Una vicenda fa il giro d’Italia, è ripresa da tutti i mass media nazionali che in forza arrivano a Favara per raccontare la tragedia di via del Carmine e la morte della piccole sorelle Bellavia, ma anche per denunciare il fatto che ci sono decine, centinaia di famiglie che abitano in tuguri e case vecchie, semi diroccate, mentre nuovissime palazzine di edilizia popolare restano vuote. La Procura della Repubblica apre un’inchiesta. Si fa uno screening del centro storico favarese. I numeri che vengono fuori sono davvero drammatici, centinaia di abitazioni vengono segnate con il rosso, sono da mettere in sicurezza o meglio da abbattere. Iniziano le demolizioni, si erigono muri e si chiudono strade e interi quartieri. Ci sono anche circa 50 sfollati che vengono sistemati al Boccone del povero e in altre strutture.
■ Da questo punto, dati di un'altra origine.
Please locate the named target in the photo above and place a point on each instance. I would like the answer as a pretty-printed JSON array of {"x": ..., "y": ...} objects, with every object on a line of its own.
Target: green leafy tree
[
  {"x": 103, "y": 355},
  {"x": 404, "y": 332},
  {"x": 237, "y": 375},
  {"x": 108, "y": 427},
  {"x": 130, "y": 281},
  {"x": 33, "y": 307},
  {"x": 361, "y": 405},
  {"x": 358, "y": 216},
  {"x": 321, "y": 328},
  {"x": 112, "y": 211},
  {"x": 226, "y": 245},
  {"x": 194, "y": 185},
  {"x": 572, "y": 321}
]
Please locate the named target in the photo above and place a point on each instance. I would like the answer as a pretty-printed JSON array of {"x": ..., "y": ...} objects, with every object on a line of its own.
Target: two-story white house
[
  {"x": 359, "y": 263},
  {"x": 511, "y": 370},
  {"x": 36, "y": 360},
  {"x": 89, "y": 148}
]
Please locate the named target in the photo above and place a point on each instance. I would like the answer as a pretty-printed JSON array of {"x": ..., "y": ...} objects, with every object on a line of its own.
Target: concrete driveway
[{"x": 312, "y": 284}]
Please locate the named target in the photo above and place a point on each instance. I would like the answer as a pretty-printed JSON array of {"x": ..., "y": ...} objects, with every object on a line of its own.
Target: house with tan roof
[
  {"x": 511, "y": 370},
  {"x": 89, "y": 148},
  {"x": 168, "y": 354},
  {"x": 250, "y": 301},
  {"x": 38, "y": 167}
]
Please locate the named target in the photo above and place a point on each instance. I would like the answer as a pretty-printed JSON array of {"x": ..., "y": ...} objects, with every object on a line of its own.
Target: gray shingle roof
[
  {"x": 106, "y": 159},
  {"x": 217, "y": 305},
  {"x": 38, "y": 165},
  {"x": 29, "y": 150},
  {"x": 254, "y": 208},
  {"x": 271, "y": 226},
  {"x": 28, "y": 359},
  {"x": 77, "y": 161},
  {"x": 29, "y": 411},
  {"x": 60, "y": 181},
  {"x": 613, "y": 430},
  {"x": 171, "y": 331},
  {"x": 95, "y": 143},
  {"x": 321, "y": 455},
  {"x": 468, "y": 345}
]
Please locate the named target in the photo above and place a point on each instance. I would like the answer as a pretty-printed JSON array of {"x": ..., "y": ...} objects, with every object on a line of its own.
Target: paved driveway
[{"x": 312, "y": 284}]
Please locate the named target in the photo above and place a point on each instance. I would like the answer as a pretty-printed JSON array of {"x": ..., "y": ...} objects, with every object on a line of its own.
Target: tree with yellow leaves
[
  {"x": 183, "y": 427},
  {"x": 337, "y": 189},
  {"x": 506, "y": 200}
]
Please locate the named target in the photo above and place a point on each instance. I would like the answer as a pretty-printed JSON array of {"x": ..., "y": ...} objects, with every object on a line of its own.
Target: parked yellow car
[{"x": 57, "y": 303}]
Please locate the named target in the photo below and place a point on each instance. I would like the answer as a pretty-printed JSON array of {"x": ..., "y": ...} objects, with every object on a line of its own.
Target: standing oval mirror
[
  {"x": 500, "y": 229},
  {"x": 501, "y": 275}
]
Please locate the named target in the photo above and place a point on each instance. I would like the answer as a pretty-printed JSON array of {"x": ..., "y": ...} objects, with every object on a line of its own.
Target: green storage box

Favara non è più la stessa, impossibile accedere ad interi quartieri. Ma il cambiamento non è solo urbanistico. La tragedia del 23 gennaio 2010 cambia anche la storia della città. A distanza di poco più di un anno, nel marzo del 2011, la Procura della Repubblica chiude le indagini e mette sotto accusa sindaci, tecnici comunali, proprietari della casa. Senza un attimo di esitazione, il sindaco Mimmo Russello, in seguito assolto con formula piena, si dimette, arriva il commissario regionale e si va alle elezioni anticipate.
Intanto si succedono i crolli, le demolizioni, il centro storico si trasforma, dove prima c’erano case vecchie e cadenti adesso ci sono macerie o immensi spazi vuoti e recintati a seguito delle demolizioni. Arriva la casa nuova per la famiglia Bellavia grazie ad una raccolta di fondi e l’intervento della Prefettura. La vita continua anche se il cuore sanguina e non si rimarginerà mai per la perdita dei suoi due angioletti, Marianna e Chiara Pia. Il luogo della tragedia è ancora la circondato da mura e stretto da un impalcatura di ferro. Solo recentemente si è concretizzato un progetto di riqualificazione urbana con edilizia popolare e altri interventi di urbanizzazione.
A 10 anni di distanza quella cartolina purtroppo si è sbiadita, i ricordi si sono affievoliti e si allontanano sempre di più. Ma quel 23 Gennaio 2010 non può e non deve cadere nel dimenticatoio. Da lì, grazie soprattutto a diversi privati illuminati e desiderosi di riscatto, ha preso forma la rinascita di Favara che ha portato alla nascita di Farm Cultural Park, Belmonte hotel prima e Alba Palace ora, alla riapertura del Caffè Italia e al nascere di nuovi locali in piazza Cavour, alla ristrutturazione di vecchi palazzi: Cafisi, Federichello, Coppola; Quid vicolo Luna ed altri antichi scorci del centro storico. C’è bisogno di crederci ancora, di un nuovo slancio e soprattutto dell’intervento pubblico che attendiamo da troppo tempo.